Dive Brief:
- The Miami-Dade Board of County Commissioners in Florida delayed a vote this week on a municipal heat standard for outdoor workers.
- The potential rule would protect workers, largely in construction and agriculture, by guaranteeing heat safety protections on the job including water, shade and rest breaks. The board deferred the decision until March to leave time for further debate.
- The standard would create and define outdoor employee rights, require companies to develop a mandatory heat exposure program and set penalties for violations, the largest of which would carry a $3,000 fine.
Dive Insight:
WeCount!, a nonprofit organization in South Florida advocating for immigrant workers, backed the adoption of the standard. The group’s ¡Qué Calor! campaign sought to win protections for outdoor workers in the region.

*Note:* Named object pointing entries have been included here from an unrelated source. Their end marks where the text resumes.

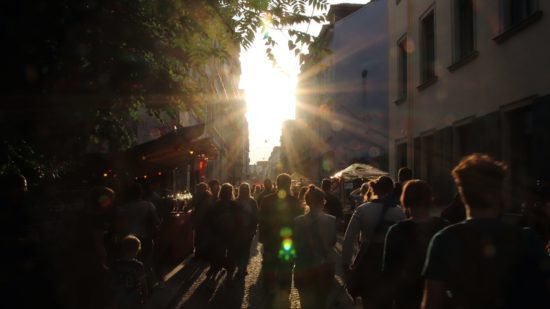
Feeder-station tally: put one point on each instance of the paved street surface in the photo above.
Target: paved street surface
(195, 292)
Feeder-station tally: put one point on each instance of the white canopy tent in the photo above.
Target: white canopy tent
(359, 170)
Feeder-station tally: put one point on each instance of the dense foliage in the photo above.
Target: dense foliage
(75, 73)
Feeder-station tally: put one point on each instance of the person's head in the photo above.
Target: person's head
(202, 189)
(326, 184)
(130, 246)
(283, 182)
(134, 192)
(14, 187)
(416, 194)
(214, 187)
(226, 192)
(366, 191)
(480, 180)
(244, 190)
(315, 197)
(382, 186)
(302, 193)
(101, 199)
(404, 174)
(268, 185)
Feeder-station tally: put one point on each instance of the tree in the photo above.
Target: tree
(75, 73)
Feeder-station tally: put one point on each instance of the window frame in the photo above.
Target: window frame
(458, 52)
(506, 22)
(508, 30)
(426, 78)
(402, 75)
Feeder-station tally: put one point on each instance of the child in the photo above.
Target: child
(129, 275)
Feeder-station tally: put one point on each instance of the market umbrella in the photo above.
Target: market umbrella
(359, 170)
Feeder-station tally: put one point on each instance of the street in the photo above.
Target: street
(194, 291)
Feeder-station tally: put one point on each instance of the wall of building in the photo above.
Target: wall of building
(359, 65)
(344, 95)
(468, 107)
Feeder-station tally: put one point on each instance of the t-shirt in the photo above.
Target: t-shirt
(333, 206)
(404, 255)
(277, 213)
(314, 236)
(364, 221)
(487, 263)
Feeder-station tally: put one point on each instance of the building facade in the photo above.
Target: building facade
(344, 91)
(469, 76)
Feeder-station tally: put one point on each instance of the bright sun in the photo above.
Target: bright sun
(270, 98)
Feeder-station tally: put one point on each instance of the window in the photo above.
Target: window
(402, 68)
(515, 11)
(427, 63)
(428, 158)
(417, 158)
(464, 27)
(401, 155)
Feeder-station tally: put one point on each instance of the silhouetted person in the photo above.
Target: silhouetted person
(225, 220)
(403, 175)
(484, 262)
(214, 189)
(129, 279)
(139, 217)
(200, 206)
(332, 206)
(268, 189)
(25, 266)
(455, 211)
(370, 220)
(85, 258)
(314, 236)
(277, 213)
(247, 229)
(406, 245)
(302, 199)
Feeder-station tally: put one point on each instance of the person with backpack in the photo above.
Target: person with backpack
(371, 221)
(406, 245)
(483, 262)
(314, 237)
(129, 280)
(248, 211)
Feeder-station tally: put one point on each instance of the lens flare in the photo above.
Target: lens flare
(287, 244)
(285, 232)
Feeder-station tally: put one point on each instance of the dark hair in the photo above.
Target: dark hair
(325, 184)
(314, 196)
(416, 193)
(302, 193)
(404, 174)
(130, 245)
(134, 191)
(383, 185)
(226, 192)
(213, 182)
(479, 179)
(284, 181)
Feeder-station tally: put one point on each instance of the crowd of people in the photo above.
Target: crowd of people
(98, 256)
(395, 252)
(407, 257)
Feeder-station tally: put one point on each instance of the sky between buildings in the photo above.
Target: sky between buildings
(270, 90)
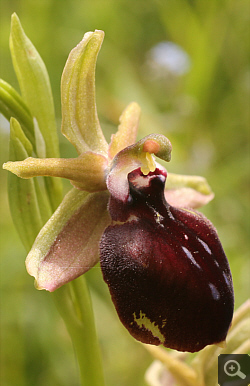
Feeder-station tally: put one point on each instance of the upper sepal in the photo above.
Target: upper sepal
(80, 123)
(166, 270)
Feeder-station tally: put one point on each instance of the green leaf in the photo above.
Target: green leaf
(80, 123)
(68, 245)
(25, 196)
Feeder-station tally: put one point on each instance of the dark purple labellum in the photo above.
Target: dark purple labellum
(166, 270)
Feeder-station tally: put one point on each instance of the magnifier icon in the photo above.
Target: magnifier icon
(232, 368)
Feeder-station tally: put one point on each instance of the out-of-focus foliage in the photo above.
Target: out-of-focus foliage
(203, 109)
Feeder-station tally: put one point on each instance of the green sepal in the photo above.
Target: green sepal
(34, 84)
(68, 244)
(36, 91)
(80, 123)
(12, 105)
(28, 205)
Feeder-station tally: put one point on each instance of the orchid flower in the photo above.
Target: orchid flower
(166, 270)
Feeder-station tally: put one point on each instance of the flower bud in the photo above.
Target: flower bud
(166, 270)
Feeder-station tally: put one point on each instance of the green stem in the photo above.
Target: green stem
(74, 304)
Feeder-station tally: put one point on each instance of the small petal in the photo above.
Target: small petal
(80, 123)
(87, 172)
(67, 246)
(134, 156)
(127, 130)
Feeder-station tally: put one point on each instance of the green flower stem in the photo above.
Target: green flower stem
(74, 304)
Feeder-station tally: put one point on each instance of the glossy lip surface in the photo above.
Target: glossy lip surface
(166, 269)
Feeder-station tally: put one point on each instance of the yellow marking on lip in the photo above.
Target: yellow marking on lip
(144, 321)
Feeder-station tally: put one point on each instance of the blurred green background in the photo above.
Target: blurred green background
(199, 100)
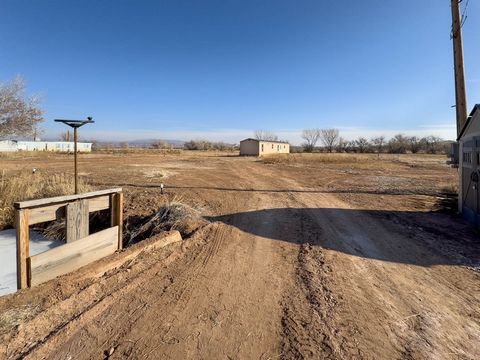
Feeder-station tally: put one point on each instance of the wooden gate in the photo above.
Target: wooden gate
(81, 247)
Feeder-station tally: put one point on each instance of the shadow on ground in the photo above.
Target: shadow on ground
(416, 238)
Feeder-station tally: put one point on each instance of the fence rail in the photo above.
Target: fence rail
(81, 247)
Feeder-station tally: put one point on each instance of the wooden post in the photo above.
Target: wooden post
(23, 247)
(77, 220)
(460, 92)
(116, 209)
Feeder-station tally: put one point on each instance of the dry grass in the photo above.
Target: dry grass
(174, 215)
(26, 186)
(356, 160)
(318, 158)
(11, 318)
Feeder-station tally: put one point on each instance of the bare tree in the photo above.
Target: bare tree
(398, 144)
(265, 135)
(311, 137)
(19, 114)
(379, 143)
(342, 145)
(431, 144)
(329, 138)
(414, 144)
(362, 144)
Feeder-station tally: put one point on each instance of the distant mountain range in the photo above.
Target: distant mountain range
(134, 143)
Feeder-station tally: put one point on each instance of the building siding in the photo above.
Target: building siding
(255, 147)
(469, 163)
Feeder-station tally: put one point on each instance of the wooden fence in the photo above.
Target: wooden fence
(81, 247)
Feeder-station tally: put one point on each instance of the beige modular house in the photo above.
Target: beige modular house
(255, 147)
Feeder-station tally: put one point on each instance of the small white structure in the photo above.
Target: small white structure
(56, 146)
(8, 146)
(255, 147)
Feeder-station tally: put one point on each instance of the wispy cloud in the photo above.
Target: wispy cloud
(445, 131)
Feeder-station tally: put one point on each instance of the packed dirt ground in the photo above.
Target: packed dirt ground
(302, 256)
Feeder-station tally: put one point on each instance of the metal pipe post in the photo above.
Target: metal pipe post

“Today, our Miami-Dade Commission delayed a historic vote that would have guaranteed basic human rights for outdoor workers, like access to clean water and the right to a 10-minute rest break to drink that water under shade,” Oscar Londoño, co-executive director of We Count! said in a statement shared with Construction Dive following the announcement of the delay.
Opponents of the bill, including Commissioner Danielle Cohen Higgins, decried the standard. She called it “an overreaching and egregious heat sanction on two industries,” CBS News reported.
Nelson Stabile, president of the Builders Association of South Florida, told CBS News he opposed the bill because he found the enforcement and fines too egregious but supported “awareness, education, rest, water, shade” for outdoor workers. Stabile reportedly said a heat standard should come from the state or federal level.
Heat safety is of great importance in a city like Miami, which saw its hottest year on record this year, and logged the hottest day on Earth since at least 1979, according to research cited by the bill.
Existing standards
Currently, the U.S. has no official federal heat standard — though OSHA has announced the intent to develop one. An initial comment period for the standard closed in January 2022. The timeline for developing a standard is long, however, and for now, the agency merely recommends guidelines for protecting workers.
The agency issued a national emphasis program in 2022, which stands for three years. The NEP reinforces the “Water. Rest. Shade.” credo, while focusing on vulnerable workers through coordination with the Department of Labor’s Wage and Hour Division, which sends inspectors to aid with OSHA’s efforts on jobsites.
Nonetheless, a NEP is not a standard, which would have specific, enforceable guidelines that could result in penalties for employers who fail to comply.
Some states have their own rules, however. Both California and Washington have an outdoor exposure rule for protecting workers from heat, while Minnesota has a standard applying to indoor workplaces.
A battle over similar laws was fought this summer in the Lone Star state, where a bill signed by Texas Gov. Gregg Abbott nullified several city ordinances, including some mandating water breaks for construction workers. Abbott and supporters claimed the bill removed varied and cumbersome regulations, but opponents said the law puts workers in danger.
In September, a state district judge ruled Abbott’s law unconstitutional, but the state attorney general appealed the ruling, meaning the law went into effect.